[Feature Request]: Add more modes to `SentenceEmbeddingOptimizer`

run-llama / llama_index

LlamaIndex is a data framework for your LLM applications

https://docs.llamaindex.ai

MIT License

33.36k stars 4.67k forks source link

[Feature Request]: Add more modes to `SentenceEmbeddingOptimizer` #6842

Closed jon-chuang closed 9 months ago

jon-chuang commented 12 months ago

Feature Description

PruningMode:

[X] percentile_cutoff, threshold_cutoff: prunes away less relevant sections of the node
[ ] TopAndContext(before=1, after=1): returns the most relevant sentence + before, after sentences from before and after.
- May be relevant to relevance highlighting too (https://github.com/jerryjliu/llama_index/issues/6836)
[ ] TBD
[ ] Summarizer methods - https://github.com/jerryjliu/llama_index/issues/6889
[ ] Summarizer for context + high-relevance snippets

RelevanceMode:

[x] embedding - use default embedding (needs to be factored out)
[ ] BM25 - use lexical method which may be cheaper/quicker. But which may lack nuance.
[ ] ColBERT - may be slow. But we do not need the ANN part, just the bi-encoding + MaxSim (late interaction score)
[ ] Reranker - use a cross encoding model

JainVidit12 commented 12 months ago

I would like to work on this. To clarify, TopAndContext should iterate through all the nodes and return three consecutive sentences where the middle one is the most relevant (for before=1 and after=1 case)?

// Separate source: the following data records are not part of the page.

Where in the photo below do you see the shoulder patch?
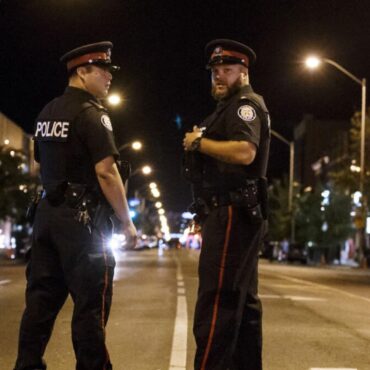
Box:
[100,114,113,131]
[238,105,257,122]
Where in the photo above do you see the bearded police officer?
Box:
[15,41,136,370]
[183,39,270,370]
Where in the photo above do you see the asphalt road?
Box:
[0,250,370,370]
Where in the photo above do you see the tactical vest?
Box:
[34,94,105,196]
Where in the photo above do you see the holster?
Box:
[188,198,210,224]
[182,151,203,184]
[258,177,269,220]
[26,190,43,225]
[87,201,113,232]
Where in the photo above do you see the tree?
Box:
[0,147,37,222]
[296,186,353,248]
[329,107,370,198]
[268,177,291,240]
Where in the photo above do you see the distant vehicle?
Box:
[135,235,158,250]
[286,243,308,264]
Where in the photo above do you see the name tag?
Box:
[35,121,69,141]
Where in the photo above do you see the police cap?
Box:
[205,39,256,68]
[60,41,119,73]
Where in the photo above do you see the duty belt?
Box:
[202,181,260,208]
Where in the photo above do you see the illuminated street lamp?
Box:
[155,202,162,208]
[107,94,122,106]
[149,182,157,189]
[141,166,152,175]
[125,165,152,194]
[305,56,366,196]
[131,141,143,150]
[305,56,367,266]
[130,164,152,177]
[118,140,143,152]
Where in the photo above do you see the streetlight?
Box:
[107,94,122,106]
[130,164,152,177]
[271,130,295,243]
[141,166,152,175]
[125,165,152,194]
[118,140,143,152]
[305,56,367,266]
[305,56,366,196]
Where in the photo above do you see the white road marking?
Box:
[283,295,327,302]
[0,279,11,286]
[259,294,327,302]
[310,367,357,370]
[169,259,188,370]
[279,275,370,304]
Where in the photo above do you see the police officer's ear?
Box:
[240,68,249,84]
[76,66,86,81]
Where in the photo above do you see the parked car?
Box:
[135,235,158,250]
[286,243,308,264]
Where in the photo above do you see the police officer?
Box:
[15,41,136,370]
[183,39,270,370]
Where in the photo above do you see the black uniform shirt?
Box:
[34,87,118,191]
[202,85,270,192]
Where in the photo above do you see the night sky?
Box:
[0,0,370,211]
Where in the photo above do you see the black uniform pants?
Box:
[193,206,266,370]
[16,199,115,370]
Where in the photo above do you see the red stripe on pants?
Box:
[200,206,233,370]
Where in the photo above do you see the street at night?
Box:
[0,249,370,370]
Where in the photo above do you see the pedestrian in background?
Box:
[15,41,136,370]
[183,39,270,370]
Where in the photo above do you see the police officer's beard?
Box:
[211,78,244,101]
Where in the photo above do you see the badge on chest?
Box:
[35,121,70,141]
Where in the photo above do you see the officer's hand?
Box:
[123,222,137,249]
[183,126,202,150]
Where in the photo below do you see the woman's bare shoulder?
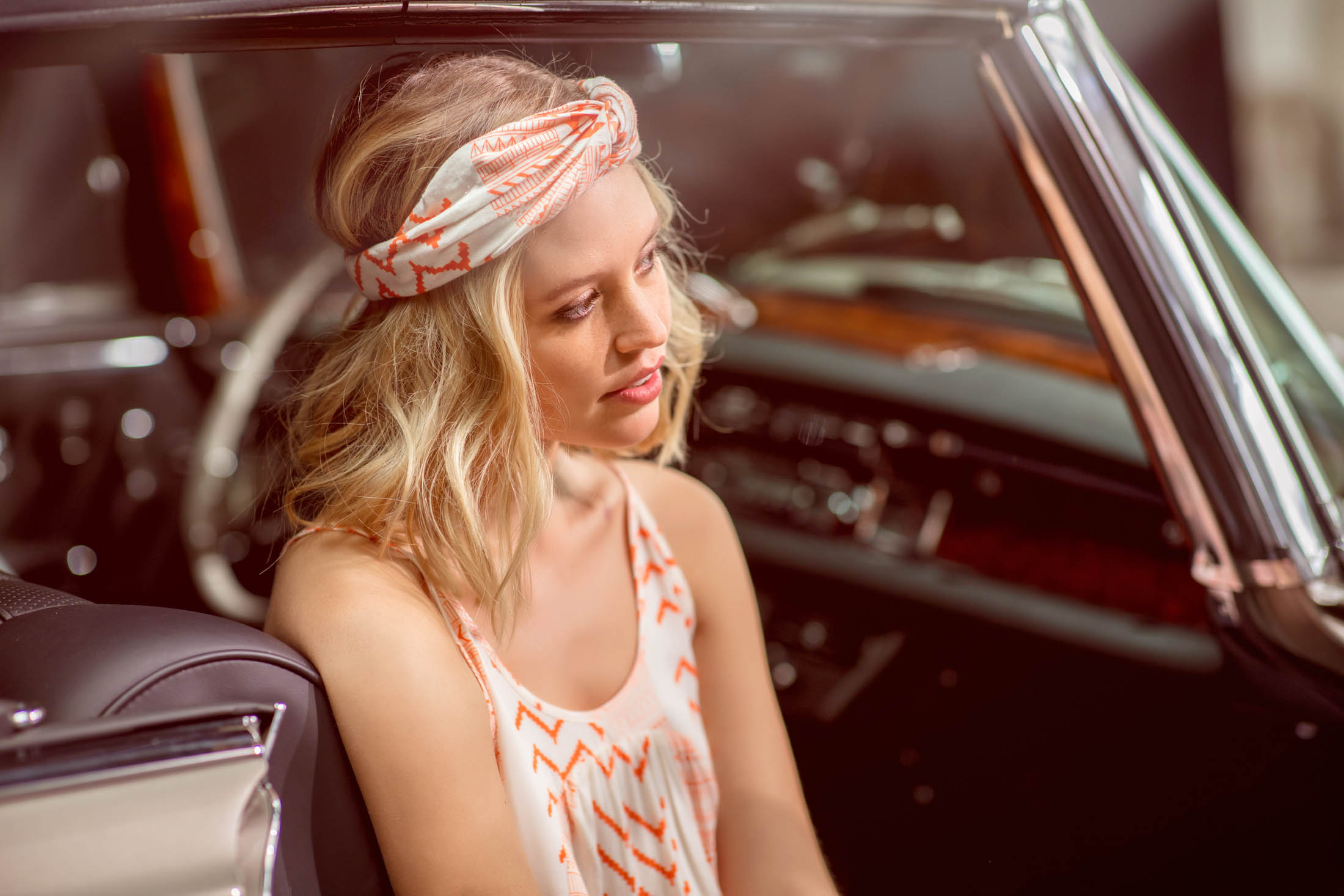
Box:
[265,531,444,662]
[617,461,726,528]
[617,461,739,577]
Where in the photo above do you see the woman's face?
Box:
[523,166,672,449]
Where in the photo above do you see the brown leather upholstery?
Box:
[0,577,391,896]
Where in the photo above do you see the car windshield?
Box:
[1133,90,1344,515]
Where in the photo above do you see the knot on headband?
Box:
[345,78,640,299]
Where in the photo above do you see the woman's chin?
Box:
[560,402,659,451]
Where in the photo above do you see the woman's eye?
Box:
[555,293,597,321]
[640,243,663,274]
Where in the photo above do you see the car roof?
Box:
[0,0,1031,67]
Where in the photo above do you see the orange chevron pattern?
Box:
[623,803,676,849]
[654,598,681,625]
[513,702,564,743]
[640,560,663,585]
[672,657,700,682]
[282,462,719,896]
[345,78,640,299]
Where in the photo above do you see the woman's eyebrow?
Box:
[546,222,663,302]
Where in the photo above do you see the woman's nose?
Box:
[616,277,671,353]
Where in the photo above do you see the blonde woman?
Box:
[266,55,836,896]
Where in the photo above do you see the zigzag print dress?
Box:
[294,470,720,896]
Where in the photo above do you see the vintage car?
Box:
[0,0,1344,896]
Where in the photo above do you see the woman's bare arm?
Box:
[265,532,539,896]
[625,464,836,896]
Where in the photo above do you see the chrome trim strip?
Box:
[0,709,274,793]
[980,54,1242,603]
[1134,57,1344,561]
[1048,0,1329,581]
[258,779,285,896]
[163,54,246,306]
[0,335,168,376]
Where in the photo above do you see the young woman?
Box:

jon-chuang commented 12 months ago

Yes, that is correct.

The more general form is TopKAndContext(before,after,top_k).

jon-chuang commented 12 months ago

Btw @logan-markewich , don't you think that the name is a little bit strange? Is it not more NodeLengthOptimizer or NodeContextOptimizer?

logan-markewich commented 12 months ago

The name is definitely a little weird haha we could change it (assuming we keep some reference to the old name to not break peoples code)

jon-chuang commented 12 months ago

Yeah, we can do bw compat but use new name, similar to GPTVectorIndex -> VectorIndex

jon-chuang commented 12 months ago

My preference is to use cheaper (and hopefully faster) reranking methods, and also to create notebook showing how much faster it is to perform downstream tasks due to the reduced context window size without sacrificing much on accuracy (we need a RAG benchmark in this case, not just BEIR).

(Quite excited to do this. Can also help with factoring out the ranking part of ColBERT from the compression/indexing)

JainVidit12 commented 9 months ago

added pull request #7730 to add before/after context. I was not able to obtain the separator(' ' / '.') applied to split nodes, the returned text is by default separated by period ". ".